Woodsman & Beekeeper
Aug 19, 2013
4,364
2
26
Cumbria
I've been camping with my dad since I was small, went on or first wild camp when I was 7- haven't stopped since reall and can't say I've ever lost interest in the outdoors. it really took off at about 11 then it developed into more proper stuff at around 13 in the canoe and more foraging etc then I am where I am now really- doing all sorts from bowdrill to fly fishing. I've got into all sorts of stuff and basically along as its outdoors I'll enjoy it so that's what I keep doing and I'll be doing it till I pop my clogs :D.

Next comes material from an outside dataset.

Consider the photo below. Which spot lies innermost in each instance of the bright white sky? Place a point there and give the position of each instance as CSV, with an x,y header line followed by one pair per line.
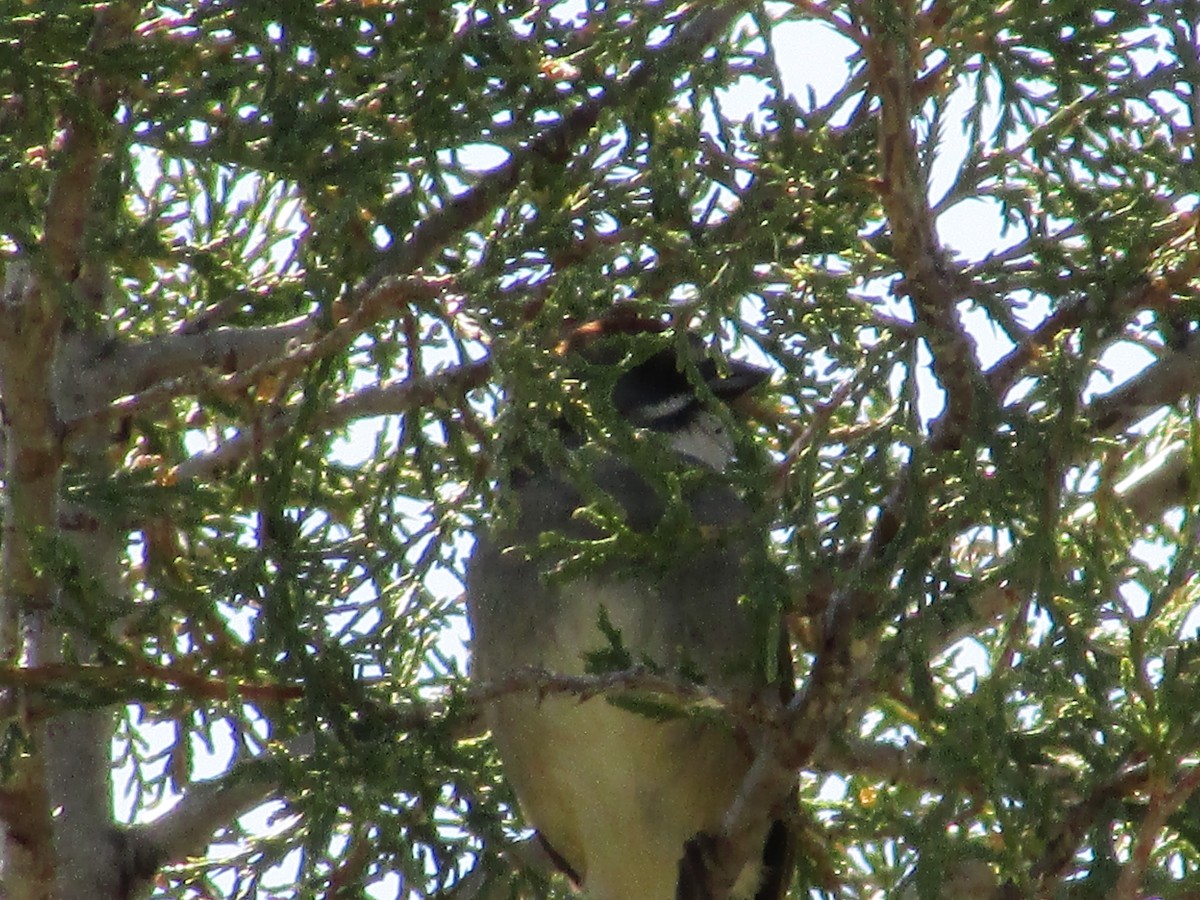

Oh and the why is simply because I enjoy it :).
 

Kerne

Maker
Dec 16, 2007
1,766
21
Gloucestershire
Didn't know there was such a thing as "bushcrafting" as a kid but went snaring rabbits, picking mushrooms, camping, walking, sitting about in the woods etc. because that's what you did with your mates when you weren't playing football. Stopped when I "grew up" and got a job and suchlike (though I got into sailing and did a load of that...) Then I moved away from the sea and started doing ultralight backpacking. Then Mr Mears came on the telly and talked about a lot of the things that I used to do as a kid and it seemed to fit in with the backpacking quite nicely. So I started again.
 

wandering1

Nomad
Aug 21, 2014
348
2
Staffordshire
I'd say since I was 7
I literally grew up on an allotment growing stuff learning bout plants n wot not
But I've always been an outdoors person whether that be lightweight camping backpacking mountaineering orienteering field sports (walking the hedgeways picking berries birdwatching (yes I know.a Twitcher) fishing, trapping

Why. Cos.I enjoy.it simple.as
 

Faz

Full Member
Mar 24, 2011
244
7
48
Cheshire
Same as most here, grew up doing it. Started at Cubs, scouts, ventures, RAF and after leaving on my own and slowly getting my two lads in to it.

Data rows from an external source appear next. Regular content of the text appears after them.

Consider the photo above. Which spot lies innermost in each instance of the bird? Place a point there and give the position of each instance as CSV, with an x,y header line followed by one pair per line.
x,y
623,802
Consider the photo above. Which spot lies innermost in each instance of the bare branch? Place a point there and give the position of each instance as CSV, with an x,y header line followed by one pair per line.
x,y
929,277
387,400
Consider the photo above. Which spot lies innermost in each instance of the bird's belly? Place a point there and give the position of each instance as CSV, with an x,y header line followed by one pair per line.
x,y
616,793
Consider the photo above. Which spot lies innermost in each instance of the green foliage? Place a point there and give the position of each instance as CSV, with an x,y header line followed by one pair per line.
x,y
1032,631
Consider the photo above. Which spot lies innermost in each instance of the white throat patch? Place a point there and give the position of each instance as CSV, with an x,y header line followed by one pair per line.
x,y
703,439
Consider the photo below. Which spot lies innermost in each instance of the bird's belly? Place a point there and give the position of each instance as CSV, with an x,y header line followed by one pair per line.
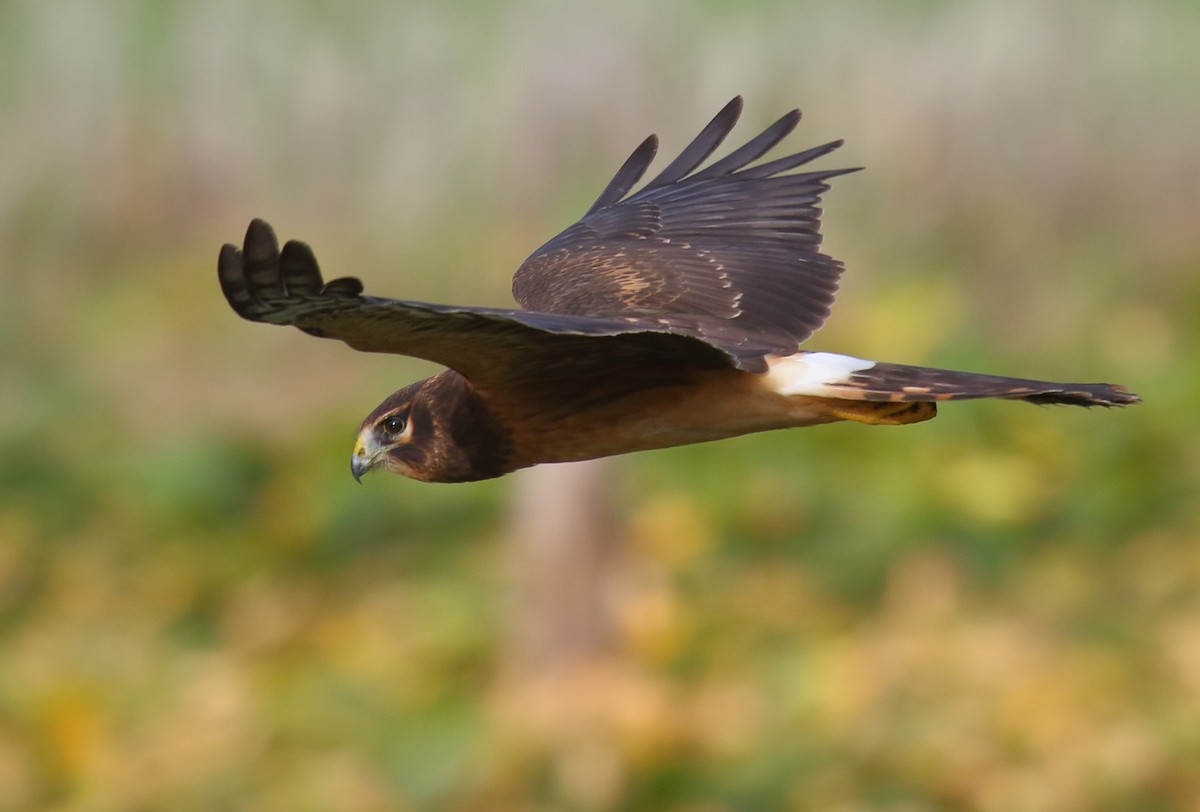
x,y
708,406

Reason why was to escape three sisters at home.
 

Dr Nic

New Member
Nov 10, 2014
2
0
Cheshire
I started when I was 5 I remember my first time out and a young man telling me about eating some plants in the wild. As i grew up I did more and more bushcraft. I have seem it as part of life and I enjoy it. A few years ago I was working with some young homeless kids, one of whom had never even seen a sheep. I decided I dont want what I have been taught to be lost.
 

BlueTrain

Nomad
Jul 13, 2005
482
0
78
Near Washington, D.C.
Since I'm an American, I'm not sure I ever have. But I've been playing around with things outside for a long time, since the 1950s.

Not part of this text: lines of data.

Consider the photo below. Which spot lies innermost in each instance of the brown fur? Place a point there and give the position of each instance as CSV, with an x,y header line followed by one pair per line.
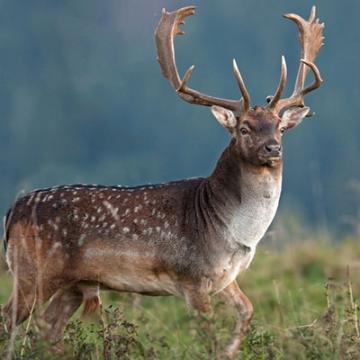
x,y
188,238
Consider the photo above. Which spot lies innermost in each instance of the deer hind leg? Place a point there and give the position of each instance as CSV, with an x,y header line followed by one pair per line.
x,y
63,306
25,297
236,298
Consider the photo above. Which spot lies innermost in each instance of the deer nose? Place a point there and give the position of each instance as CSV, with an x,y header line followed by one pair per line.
x,y
273,149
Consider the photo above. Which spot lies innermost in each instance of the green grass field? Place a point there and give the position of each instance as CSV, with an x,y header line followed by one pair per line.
x,y
306,307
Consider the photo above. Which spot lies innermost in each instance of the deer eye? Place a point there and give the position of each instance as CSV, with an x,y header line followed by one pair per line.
x,y
244,131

I grew up in a small town in the hills of West Virginia. It was a place where you could build a fire out back in the vegetable garden (off season, usually) and walk three blocks to find a totally unfenced, unsupervised and very unsanitary pond. It was also unnatural but a fun place to spend a Saturday afternoon. I belonged to the scouts for a while but none of my friends did and anyway, I did more on my own. One uncle's family spent a lot of time camping and I went with them as much as I could. Since school and moving to the suburbs of a larger town, most of my outings have been in national parks and national forests within a hundred miles from home but I also live where I see more wild things behind the house than I do anywhere else. I'm not sure that anything I do qualifies as bushcraft, however.